9.16.2012

Lift Every Voice

Sitthixay Ditthavong/AP
Rick Perlstein on the Chicago Teachers' Union strike (and in a Sam Seder/Majority Report interview). Perlstein finds the strike the third milestone in events that began with the Spring 2011 Wisconsin statehouse demonstrations, then followed by the Occupy actions starting last September 17. In the MR interview, Perlstein notes the CTU did important groundwork with parents before the strike, and has strong support for its stance against "reform" focused on standardized tests and eliminating "frills," like art, libraries, and physical ed.

Along with the "liberal" political establishment's endorsement of corporation-enriching "reform," there's the "greedy teachers" narrative, and digby notes the media's current promotion of this story line. But that's business as usual, just as most national coverage chose to make Wisconsin only about unions, and to present Occupy as a freak show.

The strike also raises a number of class issues, and digby included this essay from Corey Robin. He writes of his experience attending excellent schools in upper-class professional Chappaqua, NY, schools that introduced him to and encouraged him in the multiple interests that ultimately led to his academic career. Families relocated to the town for schools of this quality, writes Robin, yet many parents looked down on teachers as losers for accepting a low-paid career, and they communicated that attitude to their children. Robin finds in this class snobbery a source of current anti-teacher sentiment.
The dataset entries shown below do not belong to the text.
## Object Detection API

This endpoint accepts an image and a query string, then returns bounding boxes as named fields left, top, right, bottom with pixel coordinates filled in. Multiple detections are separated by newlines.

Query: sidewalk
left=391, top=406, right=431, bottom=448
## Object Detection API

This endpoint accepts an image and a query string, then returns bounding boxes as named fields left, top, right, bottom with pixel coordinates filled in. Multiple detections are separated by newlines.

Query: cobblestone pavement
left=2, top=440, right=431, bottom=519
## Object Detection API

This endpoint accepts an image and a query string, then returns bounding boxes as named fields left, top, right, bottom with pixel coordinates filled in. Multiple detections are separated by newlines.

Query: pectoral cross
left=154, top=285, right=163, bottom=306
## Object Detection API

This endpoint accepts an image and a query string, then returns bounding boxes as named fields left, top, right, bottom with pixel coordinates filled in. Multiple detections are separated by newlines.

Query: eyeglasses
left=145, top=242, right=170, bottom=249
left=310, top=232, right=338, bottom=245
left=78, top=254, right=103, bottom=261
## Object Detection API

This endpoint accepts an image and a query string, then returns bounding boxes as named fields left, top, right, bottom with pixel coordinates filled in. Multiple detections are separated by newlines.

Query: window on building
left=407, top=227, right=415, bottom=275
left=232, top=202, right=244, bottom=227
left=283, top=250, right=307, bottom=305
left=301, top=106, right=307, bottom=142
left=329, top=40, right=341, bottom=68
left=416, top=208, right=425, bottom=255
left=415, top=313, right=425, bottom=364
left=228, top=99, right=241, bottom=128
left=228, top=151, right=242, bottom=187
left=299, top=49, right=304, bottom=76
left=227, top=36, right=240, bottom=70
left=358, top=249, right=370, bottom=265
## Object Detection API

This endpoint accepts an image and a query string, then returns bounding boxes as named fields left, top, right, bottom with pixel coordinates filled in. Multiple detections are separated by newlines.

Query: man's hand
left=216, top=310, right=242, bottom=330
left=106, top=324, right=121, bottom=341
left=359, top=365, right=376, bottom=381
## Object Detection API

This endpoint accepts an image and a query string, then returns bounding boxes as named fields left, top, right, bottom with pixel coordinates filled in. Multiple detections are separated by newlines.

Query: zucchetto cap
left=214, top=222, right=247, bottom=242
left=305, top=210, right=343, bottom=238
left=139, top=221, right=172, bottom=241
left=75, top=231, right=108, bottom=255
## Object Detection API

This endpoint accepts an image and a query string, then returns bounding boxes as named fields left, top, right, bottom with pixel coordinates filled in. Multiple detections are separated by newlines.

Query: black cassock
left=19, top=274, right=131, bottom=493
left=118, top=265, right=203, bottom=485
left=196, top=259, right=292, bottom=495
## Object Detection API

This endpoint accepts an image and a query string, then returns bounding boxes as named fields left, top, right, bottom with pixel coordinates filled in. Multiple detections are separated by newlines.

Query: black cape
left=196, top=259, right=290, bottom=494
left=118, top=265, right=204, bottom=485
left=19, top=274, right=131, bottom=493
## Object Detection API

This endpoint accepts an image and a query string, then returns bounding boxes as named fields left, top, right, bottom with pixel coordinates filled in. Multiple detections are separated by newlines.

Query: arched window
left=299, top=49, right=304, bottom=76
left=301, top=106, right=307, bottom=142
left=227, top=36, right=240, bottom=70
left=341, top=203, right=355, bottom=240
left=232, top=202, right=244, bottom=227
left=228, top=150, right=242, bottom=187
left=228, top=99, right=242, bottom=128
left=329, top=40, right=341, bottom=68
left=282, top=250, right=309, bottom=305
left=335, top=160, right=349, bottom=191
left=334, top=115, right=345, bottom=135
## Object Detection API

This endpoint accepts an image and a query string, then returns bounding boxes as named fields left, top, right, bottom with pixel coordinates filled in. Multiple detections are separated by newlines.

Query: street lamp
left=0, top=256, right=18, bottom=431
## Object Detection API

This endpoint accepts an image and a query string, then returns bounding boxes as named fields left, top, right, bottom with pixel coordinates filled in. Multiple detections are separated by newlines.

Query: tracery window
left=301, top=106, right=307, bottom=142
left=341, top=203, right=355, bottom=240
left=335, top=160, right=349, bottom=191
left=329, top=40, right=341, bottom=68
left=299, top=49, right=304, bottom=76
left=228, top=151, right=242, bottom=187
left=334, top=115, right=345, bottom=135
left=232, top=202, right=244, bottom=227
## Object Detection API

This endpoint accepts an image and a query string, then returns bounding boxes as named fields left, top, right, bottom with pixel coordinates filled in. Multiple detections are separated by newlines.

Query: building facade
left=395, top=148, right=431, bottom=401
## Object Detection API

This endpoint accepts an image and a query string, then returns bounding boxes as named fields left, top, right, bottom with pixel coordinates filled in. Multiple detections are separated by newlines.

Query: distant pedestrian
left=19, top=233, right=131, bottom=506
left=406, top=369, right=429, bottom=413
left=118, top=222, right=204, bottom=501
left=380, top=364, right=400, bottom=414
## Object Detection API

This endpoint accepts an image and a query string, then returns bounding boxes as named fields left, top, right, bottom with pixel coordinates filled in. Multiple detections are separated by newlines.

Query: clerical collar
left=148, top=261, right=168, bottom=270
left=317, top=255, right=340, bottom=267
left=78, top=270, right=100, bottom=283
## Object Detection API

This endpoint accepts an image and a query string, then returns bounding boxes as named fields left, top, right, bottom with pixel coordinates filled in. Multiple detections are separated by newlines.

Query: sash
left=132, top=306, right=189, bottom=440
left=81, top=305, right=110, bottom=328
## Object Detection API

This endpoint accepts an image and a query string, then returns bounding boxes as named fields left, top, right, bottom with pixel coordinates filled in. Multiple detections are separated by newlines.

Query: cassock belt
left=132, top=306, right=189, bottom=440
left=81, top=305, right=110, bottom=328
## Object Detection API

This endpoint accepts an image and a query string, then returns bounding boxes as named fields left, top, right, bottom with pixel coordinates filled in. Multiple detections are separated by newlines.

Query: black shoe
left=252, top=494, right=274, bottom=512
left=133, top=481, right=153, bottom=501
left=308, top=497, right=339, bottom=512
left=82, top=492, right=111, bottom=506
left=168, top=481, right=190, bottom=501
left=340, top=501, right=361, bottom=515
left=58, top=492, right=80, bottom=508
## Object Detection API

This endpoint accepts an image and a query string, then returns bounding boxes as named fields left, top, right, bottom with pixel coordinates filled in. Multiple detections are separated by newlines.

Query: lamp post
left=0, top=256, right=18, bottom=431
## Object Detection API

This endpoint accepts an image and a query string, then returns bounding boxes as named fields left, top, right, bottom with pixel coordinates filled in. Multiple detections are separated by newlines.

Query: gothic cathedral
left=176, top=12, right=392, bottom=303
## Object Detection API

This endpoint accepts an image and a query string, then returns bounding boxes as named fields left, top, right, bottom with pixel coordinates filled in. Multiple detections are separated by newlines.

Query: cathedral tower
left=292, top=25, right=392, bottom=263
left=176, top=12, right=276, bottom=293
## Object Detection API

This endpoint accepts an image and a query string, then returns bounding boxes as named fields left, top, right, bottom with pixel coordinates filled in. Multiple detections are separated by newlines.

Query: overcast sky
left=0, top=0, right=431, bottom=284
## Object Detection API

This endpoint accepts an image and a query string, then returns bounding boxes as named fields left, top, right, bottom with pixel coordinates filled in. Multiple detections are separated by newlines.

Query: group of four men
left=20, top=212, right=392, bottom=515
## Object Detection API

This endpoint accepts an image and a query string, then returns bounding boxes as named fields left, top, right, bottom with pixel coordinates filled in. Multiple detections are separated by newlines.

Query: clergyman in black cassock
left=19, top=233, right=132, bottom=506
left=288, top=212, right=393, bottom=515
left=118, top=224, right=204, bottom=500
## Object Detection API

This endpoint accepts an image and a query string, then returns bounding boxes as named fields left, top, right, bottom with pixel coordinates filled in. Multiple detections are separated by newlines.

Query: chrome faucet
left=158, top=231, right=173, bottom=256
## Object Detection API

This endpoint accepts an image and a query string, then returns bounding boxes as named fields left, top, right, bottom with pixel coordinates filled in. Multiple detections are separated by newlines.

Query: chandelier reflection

That may well be a factor prompting elite reaction, including that of the "liberal" elite. In the Majority Report segment, Perlstein notes CTU president Karen Lewis' claim that Mayor Emanuel told her privately that "25 percent of the students in this city are never going to be anything, never going to amount to anything and that he was never going to throw money at them." Why, after all, should 25 percent of children of people not Our Kind matter?

Along the same lines, MR followed the Perlstein interview with audio of this powerful appearance by Matt Farmer. It's natural for billionaire Penny Pritzker to think music and art are for mine but not thine, when thine need only be educated enough to become the help.

During the decades of war on public education since I was a kid, I've come to see that what I once thought of as middling schools were much closer to an elite education. Imperfect as they were, those schools sometimes suggested possibilities beyond training the young to become a suitably unquestioning drones. Sure, there were mediocre teachers, but there also were those who opened new horizons.

One of the latter was a U.S. history teacher who'd grown up in a coal mining town, worked construction jobs in the summers, and was a civil rights activist in the ongoing work in the '60s for the most basic legal protections. He introduced us to current struggles, and to labor history and the battles lost and hard-won: the history missing from or glossed over in textbooks.

There were other teachers who were influential, but something that's always stayed with me was my experience in H.S. choir—and with a teacher I wasn't all that crazy about. (He wasn't exactly sophisticated in non-musical matters; I remember his referring to a synagogue as "the Jewish church...)

But he gave us the ambitious assignment of learning the choruses of the J.S. Bach "Magnificat," for a concert with professional soloists. It was a revelation to learn our individual sections' choral parts, which were stunning in themselves, and then to hear how the parts transformed into something even greater, when all were combined.

While kids generally were listening to whatever was Top 40 c. 1967, everyone became pretty awed by this process. I remember walking past the gym after a rehearsal, when someone burst into a choral part, then others joined in as we strode (seemingly bounced!) through the empty hall. There was something important we all felt, regardless of musical background (which was limited, for most). It was the combination of a powerful esthetic experience along with the act of individual voices joining to form something greater than the parts, and we responded strongly. Well, there might also be a metaphor in that, about teachers, students, community...

At the very least, the impression this kind of experience made on me also makes it impossible to forget that kids respond to what they are exposed to. Limiting the "finer things" to those with moneyed parents is a form of child abuse that's been pushed to respectability, but needs to be seen for what it really is.